The identification of nine serum proteins that strongly predict ASD were reported in a study published today by PLOS ONE.
Earlier diagnosis, followed by prompt therapeutic support and intervention, could have a significant impact on the 1 in 59 children diagnosed with autism in the United States. Being able to identify children on the autism spectrum when they are toddlers could make a big difference, says Dwight German, Ph.D., professor of psychiatry at UT Southwestern and senior author of the study.
Currently, the average age of a child diagnosed with ASD in the U.S. is 4 years old. Diagnosis before the age of 4 means that a child is more likely to get effective, evidence-based treatment, such as therapies directed at core ASD symptoms, including inflexible behaviors and the lack of communication or social skills.
Many blood-based biomarker candidates have been investigated, including neurotransmitters, cytokines, and markers of mitochondrial dysfunction, oxidative stress, and impaired methylation. However, given the prevalence of ASD, the use of machine learning to incorporate demographic and clinical data into the analysis could more powerfully examine disease status and symptom severity.
For the study, serum samples from 76 boys with ASD and 78 from typically developing boys, all ages 18 months to 8 years, were examined.
All nine proteins in the biomarker panel were significantly different in boys with ASD compared with typically developing boys. Researchers found that each of the nine serum proteins correlated with symptom severity.
More than 1,100 proteins were examined using the SomaLogic protein analysis platform. A panel of nine proteins was identified as optimal for predicting ASD using three computational methods. The researchers then evaluated the biomarker panel for quality using machine learning methods. Future studies are needed to fully validate the present findings.

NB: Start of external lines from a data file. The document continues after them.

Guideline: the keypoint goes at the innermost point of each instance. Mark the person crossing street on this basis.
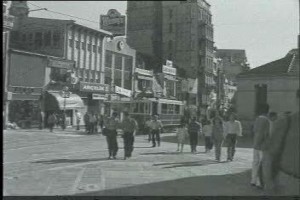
(129, 126)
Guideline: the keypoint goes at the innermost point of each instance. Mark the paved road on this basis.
(68, 163)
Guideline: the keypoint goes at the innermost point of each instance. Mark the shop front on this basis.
(24, 107)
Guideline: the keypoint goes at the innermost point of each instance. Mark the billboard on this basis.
(113, 22)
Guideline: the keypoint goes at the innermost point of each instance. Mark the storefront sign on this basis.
(65, 64)
(169, 70)
(144, 72)
(123, 91)
(92, 87)
(113, 22)
(169, 63)
(99, 97)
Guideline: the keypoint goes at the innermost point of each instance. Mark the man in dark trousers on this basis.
(156, 126)
(112, 125)
(194, 129)
(129, 127)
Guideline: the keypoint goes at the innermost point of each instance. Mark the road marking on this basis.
(77, 181)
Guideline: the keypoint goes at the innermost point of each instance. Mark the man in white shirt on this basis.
(232, 129)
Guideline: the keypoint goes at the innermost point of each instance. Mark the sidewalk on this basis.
(79, 165)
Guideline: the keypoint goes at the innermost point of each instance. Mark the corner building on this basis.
(180, 31)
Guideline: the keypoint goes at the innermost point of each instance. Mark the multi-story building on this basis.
(69, 40)
(234, 61)
(8, 22)
(180, 31)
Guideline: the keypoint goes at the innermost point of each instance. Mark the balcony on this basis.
(8, 21)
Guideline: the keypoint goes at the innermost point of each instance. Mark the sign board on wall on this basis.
(93, 87)
(99, 96)
(65, 64)
(169, 70)
(123, 91)
(113, 22)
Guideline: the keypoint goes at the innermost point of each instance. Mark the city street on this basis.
(72, 163)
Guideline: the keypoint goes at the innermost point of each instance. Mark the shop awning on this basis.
(73, 102)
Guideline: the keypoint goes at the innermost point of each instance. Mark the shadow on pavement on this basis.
(217, 185)
(56, 161)
(242, 142)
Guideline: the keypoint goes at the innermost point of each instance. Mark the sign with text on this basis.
(144, 72)
(92, 87)
(113, 22)
(123, 91)
(99, 97)
(65, 64)
(169, 70)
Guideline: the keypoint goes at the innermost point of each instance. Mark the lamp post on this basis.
(65, 93)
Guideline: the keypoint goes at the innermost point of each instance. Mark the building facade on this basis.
(8, 23)
(180, 31)
(274, 83)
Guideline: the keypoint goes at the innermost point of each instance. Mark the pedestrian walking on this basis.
(281, 156)
(78, 119)
(92, 121)
(217, 134)
(261, 135)
(207, 132)
(156, 127)
(111, 126)
(129, 127)
(181, 134)
(148, 129)
(86, 119)
(194, 129)
(51, 121)
(232, 129)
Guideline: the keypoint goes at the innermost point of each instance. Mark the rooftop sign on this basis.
(113, 22)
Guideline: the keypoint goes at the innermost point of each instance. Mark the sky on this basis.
(266, 29)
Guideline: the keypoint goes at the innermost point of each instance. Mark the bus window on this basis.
(177, 109)
(164, 108)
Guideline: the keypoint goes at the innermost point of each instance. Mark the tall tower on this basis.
(19, 9)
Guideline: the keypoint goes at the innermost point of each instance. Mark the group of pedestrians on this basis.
(215, 131)
(275, 165)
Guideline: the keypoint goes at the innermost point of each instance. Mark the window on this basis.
(38, 39)
(24, 37)
(77, 44)
(170, 28)
(108, 59)
(118, 78)
(83, 45)
(47, 38)
(128, 63)
(56, 38)
(170, 13)
(118, 61)
(170, 45)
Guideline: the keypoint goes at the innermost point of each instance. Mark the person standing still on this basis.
(51, 121)
(261, 133)
(86, 119)
(129, 126)
(217, 135)
(194, 129)
(112, 124)
(207, 132)
(232, 129)
(156, 127)
(281, 156)
(78, 119)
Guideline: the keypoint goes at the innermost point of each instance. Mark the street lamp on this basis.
(65, 93)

“The more significantly affected the child is, the higher or lower than normal the blood biomarker is,” German says. “Ideally, there will be a day when a child is identified using blood biomarkers as being at risk for developing ASD and therapies can be started immediately. That would help the child develop skills to optimize their communication and learning.”
The children in the study were recruited by Laura Hewitson, Ph.D., and Morgan Devlin at The Johnson Center for Child Health & Development, a multidisciplinary treatment center in Austin, Texas, that uses a unique combination of clinical care, research, and education to further the understanding of ASD and related developmental disorders. Hewitson noted that, “The earlier we can identify children with autism, the more understanding we can gain on ways to provide support and therapies that will improve their quality of life.”
Other researchers who contributed to this project were Jeon Lee, Ph.D., and Jeremy Mathews in the Lyda Hill Department of Bioinformatics at UT Southwestern, and Claire Schutte with The Johnson Center.
The study was funded by a grant to Hewitson from the Ted Lindsay Foundation, whose mission is to support research and educational programs focusing on the cause and management of ASD.